Build resilient systems at scale
May 27–29, 2015 • Santa Clara, CA

Scaling ingest pipelines with high performance computing principles

Rajiv Kurian (SignalFx)
5:05pm–5:45pm Friday, 05/29/2015
Location: Mission City M1-2
Average rating: *****
(5.00, 2 ratings)
Slides:   1-PDF    external link

Prerequisite Knowledge

A very basic understanding of how modern hardware works, e.g. for cache hierarchy. Familiarity with basic data structures like hash maps and arrays. All prerequisites will be covered, though, so it mostly requires an interest in making software go fast.

Description

At SignalFx, we deal with high-volume high-resolution data from our users. This requires a high performance ingest pipeline.

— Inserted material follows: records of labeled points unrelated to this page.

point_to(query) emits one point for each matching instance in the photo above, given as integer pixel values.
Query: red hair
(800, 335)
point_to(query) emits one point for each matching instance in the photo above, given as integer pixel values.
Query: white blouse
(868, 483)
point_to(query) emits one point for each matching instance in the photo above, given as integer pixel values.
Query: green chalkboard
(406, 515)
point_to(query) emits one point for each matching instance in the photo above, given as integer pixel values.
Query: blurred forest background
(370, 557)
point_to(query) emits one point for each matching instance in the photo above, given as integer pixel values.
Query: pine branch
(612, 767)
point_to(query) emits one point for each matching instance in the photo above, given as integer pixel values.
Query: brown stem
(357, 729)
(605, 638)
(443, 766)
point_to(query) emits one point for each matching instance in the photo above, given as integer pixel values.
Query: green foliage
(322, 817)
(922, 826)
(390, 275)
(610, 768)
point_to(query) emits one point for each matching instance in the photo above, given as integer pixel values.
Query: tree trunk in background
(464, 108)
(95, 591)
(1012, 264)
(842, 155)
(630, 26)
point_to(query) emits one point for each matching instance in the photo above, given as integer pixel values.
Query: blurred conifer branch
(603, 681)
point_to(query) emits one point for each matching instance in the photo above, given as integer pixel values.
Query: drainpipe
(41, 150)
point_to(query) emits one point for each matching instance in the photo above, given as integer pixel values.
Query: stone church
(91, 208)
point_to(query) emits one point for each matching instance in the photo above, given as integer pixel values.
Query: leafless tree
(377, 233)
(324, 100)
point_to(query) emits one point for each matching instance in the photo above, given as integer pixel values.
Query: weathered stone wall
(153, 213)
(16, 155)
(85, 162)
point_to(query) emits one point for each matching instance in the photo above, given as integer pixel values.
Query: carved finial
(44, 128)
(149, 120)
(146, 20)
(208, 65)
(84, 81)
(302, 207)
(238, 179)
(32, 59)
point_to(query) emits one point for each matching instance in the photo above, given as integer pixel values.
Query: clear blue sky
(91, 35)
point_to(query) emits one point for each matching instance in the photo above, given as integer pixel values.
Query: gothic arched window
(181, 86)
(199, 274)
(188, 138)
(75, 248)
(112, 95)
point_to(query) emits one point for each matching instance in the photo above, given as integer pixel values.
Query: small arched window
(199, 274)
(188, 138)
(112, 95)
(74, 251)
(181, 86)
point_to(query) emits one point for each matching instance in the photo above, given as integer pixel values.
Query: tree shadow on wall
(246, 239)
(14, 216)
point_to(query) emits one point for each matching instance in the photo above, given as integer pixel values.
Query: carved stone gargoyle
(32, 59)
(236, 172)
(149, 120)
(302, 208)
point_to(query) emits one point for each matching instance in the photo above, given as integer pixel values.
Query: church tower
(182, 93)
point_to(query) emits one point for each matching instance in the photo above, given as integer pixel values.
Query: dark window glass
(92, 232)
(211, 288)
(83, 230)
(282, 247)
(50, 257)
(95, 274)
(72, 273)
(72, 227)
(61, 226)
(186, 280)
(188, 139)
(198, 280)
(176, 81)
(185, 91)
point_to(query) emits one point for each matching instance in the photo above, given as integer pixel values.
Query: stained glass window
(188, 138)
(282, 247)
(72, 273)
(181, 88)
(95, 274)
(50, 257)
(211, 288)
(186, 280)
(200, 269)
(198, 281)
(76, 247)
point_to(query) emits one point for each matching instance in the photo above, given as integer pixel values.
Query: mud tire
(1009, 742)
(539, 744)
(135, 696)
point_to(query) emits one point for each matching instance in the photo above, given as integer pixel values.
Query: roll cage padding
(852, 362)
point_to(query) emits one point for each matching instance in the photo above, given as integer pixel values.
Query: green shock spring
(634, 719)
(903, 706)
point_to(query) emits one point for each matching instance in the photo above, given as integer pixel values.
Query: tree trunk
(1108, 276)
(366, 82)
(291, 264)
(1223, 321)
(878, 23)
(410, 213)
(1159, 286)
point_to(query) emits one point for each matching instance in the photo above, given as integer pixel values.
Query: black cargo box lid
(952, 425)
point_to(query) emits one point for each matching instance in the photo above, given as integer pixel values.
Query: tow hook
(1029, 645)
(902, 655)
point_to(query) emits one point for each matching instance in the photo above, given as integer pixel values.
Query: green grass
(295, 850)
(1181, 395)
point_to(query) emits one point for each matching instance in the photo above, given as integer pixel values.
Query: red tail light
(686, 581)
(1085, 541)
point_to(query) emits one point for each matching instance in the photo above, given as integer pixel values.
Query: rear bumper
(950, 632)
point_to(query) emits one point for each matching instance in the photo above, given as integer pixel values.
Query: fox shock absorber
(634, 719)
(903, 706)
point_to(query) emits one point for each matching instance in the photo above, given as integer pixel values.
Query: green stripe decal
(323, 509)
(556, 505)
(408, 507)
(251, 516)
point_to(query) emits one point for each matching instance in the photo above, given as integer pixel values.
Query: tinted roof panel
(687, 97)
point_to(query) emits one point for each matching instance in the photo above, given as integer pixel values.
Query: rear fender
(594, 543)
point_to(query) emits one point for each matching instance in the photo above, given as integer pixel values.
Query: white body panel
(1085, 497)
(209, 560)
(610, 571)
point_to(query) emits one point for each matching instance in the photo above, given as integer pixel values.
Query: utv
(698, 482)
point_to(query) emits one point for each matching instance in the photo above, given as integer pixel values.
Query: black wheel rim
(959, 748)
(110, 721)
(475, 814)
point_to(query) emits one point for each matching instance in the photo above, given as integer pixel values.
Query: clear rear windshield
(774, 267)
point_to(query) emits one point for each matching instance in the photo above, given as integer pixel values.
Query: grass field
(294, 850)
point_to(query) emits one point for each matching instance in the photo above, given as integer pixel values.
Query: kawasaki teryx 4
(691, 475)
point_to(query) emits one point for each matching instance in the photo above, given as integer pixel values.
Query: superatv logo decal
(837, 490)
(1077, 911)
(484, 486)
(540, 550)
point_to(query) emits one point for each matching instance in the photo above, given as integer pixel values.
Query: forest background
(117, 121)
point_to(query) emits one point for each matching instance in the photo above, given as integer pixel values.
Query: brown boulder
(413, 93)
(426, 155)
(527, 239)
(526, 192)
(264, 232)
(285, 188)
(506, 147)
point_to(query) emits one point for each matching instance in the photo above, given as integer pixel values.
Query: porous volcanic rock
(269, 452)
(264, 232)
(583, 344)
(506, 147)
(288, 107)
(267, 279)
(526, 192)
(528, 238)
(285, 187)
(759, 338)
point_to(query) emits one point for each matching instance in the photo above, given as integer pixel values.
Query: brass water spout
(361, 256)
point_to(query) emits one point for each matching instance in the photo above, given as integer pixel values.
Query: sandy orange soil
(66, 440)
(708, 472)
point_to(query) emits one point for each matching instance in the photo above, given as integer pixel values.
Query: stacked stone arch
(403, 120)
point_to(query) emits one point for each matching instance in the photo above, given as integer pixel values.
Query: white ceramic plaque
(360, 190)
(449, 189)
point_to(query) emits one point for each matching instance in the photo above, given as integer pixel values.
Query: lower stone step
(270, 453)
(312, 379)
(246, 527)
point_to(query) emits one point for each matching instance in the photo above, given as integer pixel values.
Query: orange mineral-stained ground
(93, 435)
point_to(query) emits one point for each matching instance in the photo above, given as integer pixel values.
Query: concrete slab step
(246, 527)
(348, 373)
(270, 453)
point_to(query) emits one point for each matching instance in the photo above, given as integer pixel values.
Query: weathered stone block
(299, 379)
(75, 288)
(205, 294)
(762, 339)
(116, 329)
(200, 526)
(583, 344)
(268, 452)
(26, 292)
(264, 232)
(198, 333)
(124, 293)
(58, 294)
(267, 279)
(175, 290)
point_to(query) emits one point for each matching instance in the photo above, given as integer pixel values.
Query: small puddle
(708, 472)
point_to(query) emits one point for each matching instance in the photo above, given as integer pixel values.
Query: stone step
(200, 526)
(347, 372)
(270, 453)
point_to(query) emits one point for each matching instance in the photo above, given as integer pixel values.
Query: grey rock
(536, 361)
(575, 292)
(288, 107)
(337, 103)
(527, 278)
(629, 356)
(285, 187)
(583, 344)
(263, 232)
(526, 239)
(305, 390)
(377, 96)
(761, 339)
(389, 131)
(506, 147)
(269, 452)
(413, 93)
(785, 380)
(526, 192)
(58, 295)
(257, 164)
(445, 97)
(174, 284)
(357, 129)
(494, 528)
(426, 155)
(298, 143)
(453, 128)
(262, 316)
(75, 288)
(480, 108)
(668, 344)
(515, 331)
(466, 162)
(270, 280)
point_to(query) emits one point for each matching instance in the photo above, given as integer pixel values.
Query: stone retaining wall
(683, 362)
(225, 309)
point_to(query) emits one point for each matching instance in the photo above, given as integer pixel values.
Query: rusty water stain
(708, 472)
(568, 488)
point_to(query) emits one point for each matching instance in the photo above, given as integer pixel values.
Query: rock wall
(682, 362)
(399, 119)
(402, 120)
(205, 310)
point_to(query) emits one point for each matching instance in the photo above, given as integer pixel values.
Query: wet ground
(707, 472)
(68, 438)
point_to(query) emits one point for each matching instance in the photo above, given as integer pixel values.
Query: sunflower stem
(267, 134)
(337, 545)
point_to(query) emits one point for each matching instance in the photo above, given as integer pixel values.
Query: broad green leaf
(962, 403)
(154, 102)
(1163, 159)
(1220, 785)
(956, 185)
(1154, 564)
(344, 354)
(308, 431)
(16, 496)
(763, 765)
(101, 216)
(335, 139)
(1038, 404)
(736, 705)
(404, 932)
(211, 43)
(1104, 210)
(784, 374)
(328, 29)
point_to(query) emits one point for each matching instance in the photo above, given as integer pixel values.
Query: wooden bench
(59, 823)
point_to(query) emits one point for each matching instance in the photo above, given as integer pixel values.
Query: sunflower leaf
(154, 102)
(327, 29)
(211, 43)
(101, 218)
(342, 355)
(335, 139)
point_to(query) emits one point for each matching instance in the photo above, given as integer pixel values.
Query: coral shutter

Over time we’ve found that we needed to adapt architectural principles from specialized fields such as HPC to get beyond performance plateaus encountered with more generic approaches. Some key examples include:

  • Write very simple single threaded code, instead of complex algorithms
  • Parallelize by running multiple copies of simple single threaded code, instead of using concurrent algorithms
  • Separate the data plane from the control plane, instead of slowing data for control
  • Write compact, array-based data structures with minimal indirection, instead of pointer-based data structures and uncontrolled allocation

This presentation will provide examples of putting these principles into practice and the before/after results we’ve experienced in the performance of our own services. We believe these lessons will be useful to anyone building services that have to consume large amounts of data. :) Which is probably everyone.

Rajiv Kurian

SignalFx

Rajiv Kurian is a software engineer with over five years experience building high performance distributed systems like databases, networking protocols and image processing. At SignalFx, Rajiv works on improving the performance of the ingest pipeline.